I have two node pools, one with GPU and one with CPU only, and run 2 types of jobs, both of which should spawn a node from their relevant node pool:
apiVersion: batch/v1
kind: Job
metadata:
generateName: cpu-job-
spec:
template:
spec:
containers:
- name: cpujob
image: gcr.io/asd
imagePullPolicy: Always
command: ["/bin/sh"]
args: ["-c", REDACTED]
resources:
requests:
memory: "16000Mi"
cpu: "8000m"
limits:
memory: "32000Mi"
cpu: "16000m"
restartPolicy: Never
nodeSelector:
cloud.google.com/gke-nodepool: cpujobs
backoffLimit: 4
apiVersion: batch/v1
kind: Job
metadata:
generateName: GPU-job-
spec:
template:
spec:
containers:
- name: gpu-job
image: gcr.io/fliermapper/agisoft-image:latest
imagePullPolicy: Always
command: ["/bin/sh"]
args: ["-c" REDACTED]
resources:
requests:
memory: "16000Mi"
cpu: "8000m"
limits:
memory: "32000Mi"
cpu: "16000m"
restartPolicy: Never
nodeSelector:
cloud.google.com/gke-nodepool: gpujobs
tolerations:
- key: nvidia.com/gpu
value: present
operator: Equal
backoffLimit: 4
It works fine for the gpujobs pool but for the CPU I get the following error
Warning FailedScheduling 4m40s (x1619 over 29h) default-scheduler 0/1 nodes are available: 1 node(s) didn'tmatch Pod's node affinity/selector.

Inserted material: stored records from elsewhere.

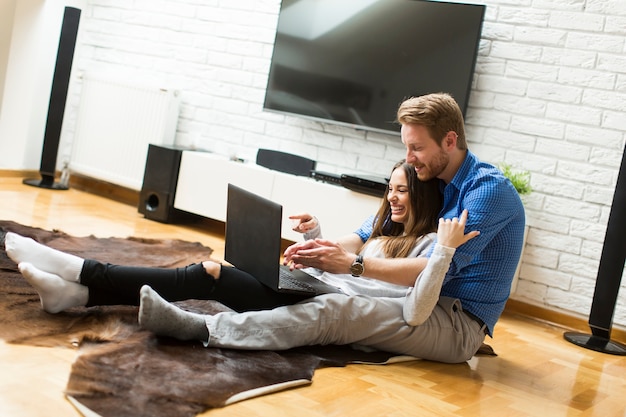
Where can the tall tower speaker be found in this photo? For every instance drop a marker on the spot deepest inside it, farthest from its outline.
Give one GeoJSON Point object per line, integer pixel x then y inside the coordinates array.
{"type": "Point", "coordinates": [156, 199]}
{"type": "Point", "coordinates": [609, 277]}
{"type": "Point", "coordinates": [58, 97]}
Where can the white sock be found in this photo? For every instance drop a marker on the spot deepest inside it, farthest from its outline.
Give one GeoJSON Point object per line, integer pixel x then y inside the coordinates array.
{"type": "Point", "coordinates": [24, 249]}
{"type": "Point", "coordinates": [56, 294]}
{"type": "Point", "coordinates": [165, 319]}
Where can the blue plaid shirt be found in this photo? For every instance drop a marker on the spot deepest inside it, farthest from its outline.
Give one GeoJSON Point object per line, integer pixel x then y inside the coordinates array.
{"type": "Point", "coordinates": [482, 269]}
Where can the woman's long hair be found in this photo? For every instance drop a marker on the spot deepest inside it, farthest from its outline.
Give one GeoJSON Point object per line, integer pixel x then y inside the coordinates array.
{"type": "Point", "coordinates": [426, 202]}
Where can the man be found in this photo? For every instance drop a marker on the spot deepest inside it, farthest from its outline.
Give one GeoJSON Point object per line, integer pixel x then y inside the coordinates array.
{"type": "Point", "coordinates": [445, 315]}
{"type": "Point", "coordinates": [481, 272]}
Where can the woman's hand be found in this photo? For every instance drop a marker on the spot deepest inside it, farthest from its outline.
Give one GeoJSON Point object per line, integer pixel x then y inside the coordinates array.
{"type": "Point", "coordinates": [451, 232]}
{"type": "Point", "coordinates": [319, 253]}
{"type": "Point", "coordinates": [303, 223]}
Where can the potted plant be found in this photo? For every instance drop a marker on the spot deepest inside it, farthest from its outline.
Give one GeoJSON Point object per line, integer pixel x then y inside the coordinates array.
{"type": "Point", "coordinates": [519, 178]}
{"type": "Point", "coordinates": [521, 181]}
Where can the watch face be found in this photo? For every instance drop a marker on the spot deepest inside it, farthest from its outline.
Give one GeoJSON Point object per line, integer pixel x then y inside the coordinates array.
{"type": "Point", "coordinates": [356, 269]}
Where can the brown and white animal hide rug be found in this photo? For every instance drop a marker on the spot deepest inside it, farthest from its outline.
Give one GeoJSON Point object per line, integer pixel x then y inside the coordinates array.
{"type": "Point", "coordinates": [124, 371]}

Normal NotTriggerScaleUp 3m53s (x8788 over 29h) cluster-autoscaler pod didn't trigger scale-up: 1 node(s) didn't match Pod's node affinity/selector, 1 in backoff after failed scale-up
I have the nodeSelector defined for the CPU pool, so why does it not recognise the correct node pool and scale up, it says the Pod's node affinity/selector didn't match? I have created the node pools and they are available. Do I need to define tolerations or taints to make this work?